Kathe Geist: Trump’s corrosive effects
Published: 11-07-2024 8:35 PM |
Two articles in the Oct. 31 issue of the Recorder point to the corrosive effect that Donald Trump’s criminality has on public morals. Jack Texeira, convicted of leaking classified documents, awaits sentencing [“Prosecutors seek 17 years for document leaker”]. Those who have leaked classified documents in the past have done so because they thought, rightly or wrongly, that the public should know about some government abuse.
Texeira leaked documents to impress his friends. Donald Trump stole truckloads of official documents, and what did he do with them? Showed them off to his friends. Texeira is facing 11 to 17 years in prison. We should ask U.S. District Judge Aileen Cannon about America’s two-tiered system of justice.

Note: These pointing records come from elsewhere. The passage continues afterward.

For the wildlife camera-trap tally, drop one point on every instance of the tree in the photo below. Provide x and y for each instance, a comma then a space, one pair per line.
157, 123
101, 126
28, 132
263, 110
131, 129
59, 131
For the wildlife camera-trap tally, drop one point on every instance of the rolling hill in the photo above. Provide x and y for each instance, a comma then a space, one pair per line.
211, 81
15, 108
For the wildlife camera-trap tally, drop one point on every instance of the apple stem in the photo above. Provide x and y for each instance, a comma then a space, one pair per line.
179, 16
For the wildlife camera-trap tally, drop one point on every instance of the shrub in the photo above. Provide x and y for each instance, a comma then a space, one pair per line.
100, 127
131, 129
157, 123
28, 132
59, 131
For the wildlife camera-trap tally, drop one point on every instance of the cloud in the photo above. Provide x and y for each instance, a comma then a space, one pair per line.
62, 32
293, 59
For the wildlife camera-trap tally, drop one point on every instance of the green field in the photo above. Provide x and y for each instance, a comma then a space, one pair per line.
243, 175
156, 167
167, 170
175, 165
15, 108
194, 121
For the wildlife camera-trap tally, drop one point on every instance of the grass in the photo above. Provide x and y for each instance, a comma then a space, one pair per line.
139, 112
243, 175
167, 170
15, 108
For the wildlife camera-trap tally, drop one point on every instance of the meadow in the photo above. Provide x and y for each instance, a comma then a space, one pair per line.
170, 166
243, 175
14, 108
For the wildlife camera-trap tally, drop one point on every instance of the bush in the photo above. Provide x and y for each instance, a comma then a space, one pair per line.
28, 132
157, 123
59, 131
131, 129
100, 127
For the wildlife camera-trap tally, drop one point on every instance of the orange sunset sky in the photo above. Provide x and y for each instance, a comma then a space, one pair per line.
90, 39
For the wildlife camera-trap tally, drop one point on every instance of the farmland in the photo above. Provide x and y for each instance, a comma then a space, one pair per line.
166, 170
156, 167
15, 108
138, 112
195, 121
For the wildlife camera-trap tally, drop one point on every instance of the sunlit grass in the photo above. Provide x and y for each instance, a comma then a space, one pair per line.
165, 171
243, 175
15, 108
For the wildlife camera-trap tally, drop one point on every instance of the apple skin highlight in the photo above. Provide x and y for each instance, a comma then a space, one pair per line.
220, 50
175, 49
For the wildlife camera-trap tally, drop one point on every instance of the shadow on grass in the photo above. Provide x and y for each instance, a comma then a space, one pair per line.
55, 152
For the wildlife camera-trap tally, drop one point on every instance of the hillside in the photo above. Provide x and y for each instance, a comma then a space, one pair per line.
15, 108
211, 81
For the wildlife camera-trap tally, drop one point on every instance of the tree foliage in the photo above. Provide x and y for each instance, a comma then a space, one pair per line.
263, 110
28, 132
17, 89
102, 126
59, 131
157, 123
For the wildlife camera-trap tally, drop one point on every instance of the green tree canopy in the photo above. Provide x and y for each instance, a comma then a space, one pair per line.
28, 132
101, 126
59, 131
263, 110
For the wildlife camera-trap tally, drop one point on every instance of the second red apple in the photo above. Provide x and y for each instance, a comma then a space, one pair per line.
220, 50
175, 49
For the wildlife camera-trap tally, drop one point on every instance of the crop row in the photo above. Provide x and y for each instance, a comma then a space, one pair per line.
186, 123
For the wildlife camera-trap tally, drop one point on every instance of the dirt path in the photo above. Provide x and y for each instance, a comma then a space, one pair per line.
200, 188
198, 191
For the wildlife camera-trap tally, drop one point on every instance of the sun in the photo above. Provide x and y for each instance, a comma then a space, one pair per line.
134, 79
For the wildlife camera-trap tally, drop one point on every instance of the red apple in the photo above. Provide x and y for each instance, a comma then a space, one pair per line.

A second article concerned two Yankee fans who ripped both the ball and the glove holding it away from Mookie Betts’ hand during Game 4 of the World Series [“Fans who interfered with Betts banned from Wednesday’s game”]. Fan interference happens, usually by accident. Trying to assist one’s team by assaulting a player is a magnitude higher, a small-scale reminder of the Trump-inspired Jan. 6, 2021, assault on the Capitol, intended to assist Trump’s efforts to stay in office. Over 1,000 of those rioters have been prosecuted.
The biggest difference between Trump’s crimes and those of Texeira and these Yankee fans, apart from scale, is that ordinary people pay for their misdeeds. Trump does not. Money and partisan judicial actors have seen to that.